Kubernetes on Sunbird
Provisioning the K8s cluster
command to create AKS cluster:
az aks create --resource-group <resouse-group-name> --node-resource-group <k8s-resource-group-name> --name <cluster name> --node-count 4 --admin-username deployer --kubernetes-version 1.19.9 --service-principal "<service principal id>" --node-vm-size Standard_D4s_v3 --client-secret "<client id>" --network-plugin azure --ssh-key-value @deployer.pub -l <region> --vm-set-type VirtualMachineScaleSets --vnet-subnet-id /subscriptions/<subscription id>/resourceGroups/<resouse-group-name>/providers/Microsoft.Network/virtualNetworks/<vnet-name>/subnets/<subnet name>
Get the kubeconfig file for your cluster with the below command:
az aks get-credentials --resource-group <resource group name> --name <cluster name> --file k8s.yaml
Refer below link for Kubernetes Architecture, deployment files and Autoscaling.
Creating deployment manifests for a microservice. Jenkinsfile, Ansible role, helm chart
helm chart includes deployment.yaml, configmap and values.yml files. below link is sample helmchart for content service, same format can be used to create helm chart for other services as well. https://github.com/project-sunbird/sunbird-devops/tree/release-5.1.0/kubernetes/helm_charts/core/content
jenkins file: https://github.com/project-sunbird/sunbird-devops/blob/release-5.1.0/kubernetes/pipelines/deploy_core/Jenkinsfile This is the common jenkins file for all the kubenenets services except player, same can be used for any new services.
ansible role: There are 3 ansible roles used for kubernetes service deployments.
deploy-player: used for player services https://github.com/project-sunbird/sunbird-devops/tree/release-5.1.0/kubernetes/ansible/roles/deploy-player
helm-deploy: New services can use this role, this role dosent have tasks to copy env variables from stack-sunbird role https://github.com/project-sunbird/sunbird-devops/tree/release-5.1.0/kubernetes/ansible/roles/helm-deploy
sunbird-deploy: this is role is used by core services, which copies env file from stack-sunbird role https://github.com/project-sunbird/sunbird-devops/tree/release-5.1.0/kubernetes/ansible/roles/sunbird-deploy
Best Practices to be followed
CPU and Memory limits - Set as per the application requirements, do not leave it empty
Add Liveliness and readiness probes for all the services.

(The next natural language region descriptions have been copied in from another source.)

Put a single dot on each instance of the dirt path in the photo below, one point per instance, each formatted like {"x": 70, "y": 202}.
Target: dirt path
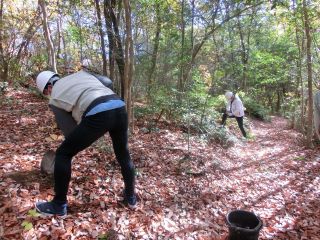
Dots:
{"x": 181, "y": 197}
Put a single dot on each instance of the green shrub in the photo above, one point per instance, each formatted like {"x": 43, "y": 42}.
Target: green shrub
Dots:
{"x": 256, "y": 110}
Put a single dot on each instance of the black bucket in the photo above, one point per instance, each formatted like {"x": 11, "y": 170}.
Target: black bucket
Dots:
{"x": 243, "y": 225}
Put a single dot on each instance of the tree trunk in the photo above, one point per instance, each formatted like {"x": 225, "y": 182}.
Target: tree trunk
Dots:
{"x": 103, "y": 48}
{"x": 118, "y": 49}
{"x": 128, "y": 70}
{"x": 155, "y": 50}
{"x": 309, "y": 71}
{"x": 181, "y": 79}
{"x": 110, "y": 38}
{"x": 3, "y": 71}
{"x": 51, "y": 51}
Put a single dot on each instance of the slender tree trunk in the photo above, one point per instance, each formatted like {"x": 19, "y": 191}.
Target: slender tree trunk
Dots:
{"x": 118, "y": 49}
{"x": 182, "y": 61}
{"x": 3, "y": 64}
{"x": 103, "y": 48}
{"x": 128, "y": 70}
{"x": 110, "y": 39}
{"x": 309, "y": 70}
{"x": 51, "y": 51}
{"x": 155, "y": 50}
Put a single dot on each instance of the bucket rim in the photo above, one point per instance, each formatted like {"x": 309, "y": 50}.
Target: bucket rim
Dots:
{"x": 257, "y": 228}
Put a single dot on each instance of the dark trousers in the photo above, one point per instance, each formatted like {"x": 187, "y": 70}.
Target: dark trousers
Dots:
{"x": 89, "y": 130}
{"x": 239, "y": 121}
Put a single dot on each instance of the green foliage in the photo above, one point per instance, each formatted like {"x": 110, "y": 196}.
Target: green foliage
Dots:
{"x": 255, "y": 109}
{"x": 27, "y": 225}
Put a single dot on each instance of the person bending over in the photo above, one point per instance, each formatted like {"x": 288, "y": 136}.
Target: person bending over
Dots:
{"x": 85, "y": 108}
{"x": 234, "y": 109}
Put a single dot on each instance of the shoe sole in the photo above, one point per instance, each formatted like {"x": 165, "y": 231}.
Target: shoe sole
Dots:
{"x": 49, "y": 214}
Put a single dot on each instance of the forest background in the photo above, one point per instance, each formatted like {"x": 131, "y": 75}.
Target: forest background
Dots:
{"x": 172, "y": 62}
{"x": 174, "y": 59}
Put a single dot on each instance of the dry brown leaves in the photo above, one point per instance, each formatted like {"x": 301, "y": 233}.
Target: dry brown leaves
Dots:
{"x": 182, "y": 195}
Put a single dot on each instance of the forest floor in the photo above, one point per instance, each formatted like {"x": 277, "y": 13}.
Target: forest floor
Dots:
{"x": 181, "y": 196}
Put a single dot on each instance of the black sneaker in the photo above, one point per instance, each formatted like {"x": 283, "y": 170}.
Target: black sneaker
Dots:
{"x": 51, "y": 208}
{"x": 130, "y": 201}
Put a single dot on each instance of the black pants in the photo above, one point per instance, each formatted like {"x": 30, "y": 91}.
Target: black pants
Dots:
{"x": 89, "y": 130}
{"x": 239, "y": 121}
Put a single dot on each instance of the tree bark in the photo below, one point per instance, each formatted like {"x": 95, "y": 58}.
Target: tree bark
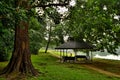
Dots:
{"x": 20, "y": 61}
{"x": 21, "y": 57}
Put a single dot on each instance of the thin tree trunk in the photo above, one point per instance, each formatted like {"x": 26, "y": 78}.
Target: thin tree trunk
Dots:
{"x": 49, "y": 39}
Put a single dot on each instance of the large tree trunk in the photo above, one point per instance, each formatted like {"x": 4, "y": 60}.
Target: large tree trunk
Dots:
{"x": 21, "y": 57}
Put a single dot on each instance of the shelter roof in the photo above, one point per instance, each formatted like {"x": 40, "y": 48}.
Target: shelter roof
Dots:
{"x": 75, "y": 45}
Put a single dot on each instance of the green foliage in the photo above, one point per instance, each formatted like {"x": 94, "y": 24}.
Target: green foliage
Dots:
{"x": 93, "y": 21}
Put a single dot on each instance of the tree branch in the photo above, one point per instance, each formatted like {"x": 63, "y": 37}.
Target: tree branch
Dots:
{"x": 51, "y": 5}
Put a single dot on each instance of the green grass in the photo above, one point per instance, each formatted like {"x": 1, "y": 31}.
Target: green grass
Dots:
{"x": 51, "y": 69}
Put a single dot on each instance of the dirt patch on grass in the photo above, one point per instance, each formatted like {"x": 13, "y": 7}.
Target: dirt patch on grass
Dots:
{"x": 102, "y": 71}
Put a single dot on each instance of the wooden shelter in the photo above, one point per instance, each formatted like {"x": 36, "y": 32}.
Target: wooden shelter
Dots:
{"x": 75, "y": 45}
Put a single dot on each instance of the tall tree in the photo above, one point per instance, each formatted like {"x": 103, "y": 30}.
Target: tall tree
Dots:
{"x": 95, "y": 22}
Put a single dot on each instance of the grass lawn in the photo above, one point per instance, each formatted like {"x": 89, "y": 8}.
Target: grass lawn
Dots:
{"x": 51, "y": 69}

The following sample snippet should be part of the deployment yaml file. This allows us to configure the endpoints that K8s can use to detect that a new container is ready for use
livenessProbe:
httpGet:
path: /service/live
port: 8080
scheme: HTTP
initialDelaySeconds: 15
periodSeconds: 2
successThreshold: 1
timeoutSeconds: 3
readinessProbe:
httpGet:
path: /service/ready
port: 8080
scheme: HTTP
initialDelaySeconds: 15
periodSeconds: 2
successThreshold: 1
timeoutSeconds: 3
Rolling Strategy: Kubernetes allows the containers to be updated without downtime. When we send a deploy request to K8s, it will bring up new containers with the requested version and for every new container(configurable) that is live and handling requests, it purges an old container and overtime the cluster will only have the newer version. Rollback is also allowed if there are errors after the new deployment. The following snippet should be part of the deployment yaml file. This allows to control the number of new containers and the old container purge count.

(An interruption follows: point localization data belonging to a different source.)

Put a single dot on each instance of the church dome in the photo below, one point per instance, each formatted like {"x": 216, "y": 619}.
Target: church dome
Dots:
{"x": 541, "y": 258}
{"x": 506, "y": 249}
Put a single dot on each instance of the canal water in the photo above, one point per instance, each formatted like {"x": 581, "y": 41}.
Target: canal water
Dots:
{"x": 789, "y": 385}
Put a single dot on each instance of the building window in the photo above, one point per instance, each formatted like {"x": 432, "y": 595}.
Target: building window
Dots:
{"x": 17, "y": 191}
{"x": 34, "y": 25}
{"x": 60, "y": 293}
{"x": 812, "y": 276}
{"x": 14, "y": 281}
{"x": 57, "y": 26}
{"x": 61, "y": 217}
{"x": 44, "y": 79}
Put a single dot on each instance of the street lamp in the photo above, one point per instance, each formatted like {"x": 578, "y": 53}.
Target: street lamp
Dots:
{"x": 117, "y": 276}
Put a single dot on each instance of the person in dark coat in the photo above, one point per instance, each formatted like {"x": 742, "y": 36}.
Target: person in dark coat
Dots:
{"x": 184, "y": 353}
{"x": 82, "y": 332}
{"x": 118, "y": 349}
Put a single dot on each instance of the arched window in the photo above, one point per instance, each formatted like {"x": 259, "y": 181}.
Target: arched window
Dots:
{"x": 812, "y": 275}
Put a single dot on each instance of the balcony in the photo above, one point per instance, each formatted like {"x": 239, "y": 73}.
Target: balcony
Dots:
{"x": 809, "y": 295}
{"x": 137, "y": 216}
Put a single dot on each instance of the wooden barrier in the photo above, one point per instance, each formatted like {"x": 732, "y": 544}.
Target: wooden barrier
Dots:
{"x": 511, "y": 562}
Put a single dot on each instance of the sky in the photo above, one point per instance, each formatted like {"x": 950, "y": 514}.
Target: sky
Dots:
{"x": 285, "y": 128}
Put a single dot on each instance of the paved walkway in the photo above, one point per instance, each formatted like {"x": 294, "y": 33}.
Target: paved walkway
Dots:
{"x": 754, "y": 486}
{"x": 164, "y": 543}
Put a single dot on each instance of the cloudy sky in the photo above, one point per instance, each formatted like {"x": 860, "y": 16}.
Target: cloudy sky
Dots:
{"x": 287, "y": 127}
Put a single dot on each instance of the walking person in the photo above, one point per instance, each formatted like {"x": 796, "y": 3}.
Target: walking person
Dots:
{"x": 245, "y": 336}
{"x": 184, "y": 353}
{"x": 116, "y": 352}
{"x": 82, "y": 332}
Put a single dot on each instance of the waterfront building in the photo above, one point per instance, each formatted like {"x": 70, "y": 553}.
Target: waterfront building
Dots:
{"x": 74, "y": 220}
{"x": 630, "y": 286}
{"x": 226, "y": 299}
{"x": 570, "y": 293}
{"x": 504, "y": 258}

Steps to deploy new services to kubernetes
create new jenkins jobs for build, artifcat upload and deploy
create helm chart
use exisiting jenkins file
use exisiting ansible role(helm-deploy) and playbook
Autoscaling of micro services and cluster
Deploy HPA for service and enable autoscaling on AKS cluster.
Sample HPA file: https://github.com/project-sunbird/sunbird-devops/blob/release-5.1.0/kubernetes/helm_charts/core/content/templates/hpa.yaml Same foramt can be used for all services.
Enable auto scaling on cluster using cli or azure console.
Cluster backup and Restore
Kubernetes cluster backup and restore using velero: https://github.com/project-sunbird/sunbird-devops/discussions/2112
Monitoring kubernetes cluster
Refer monitoring section for cluster monitoring Sunbird Monitoring
Operations and maintenance
Known issues or Issues faced so far:
AKS version upgrade - using velero or directly upgrade from azure console
kube api deprication in upgraded version. (prometheus operators not working with upgraded AKS version)
Service principal expiry - Service principal credentials used to create AKS cluster got expired.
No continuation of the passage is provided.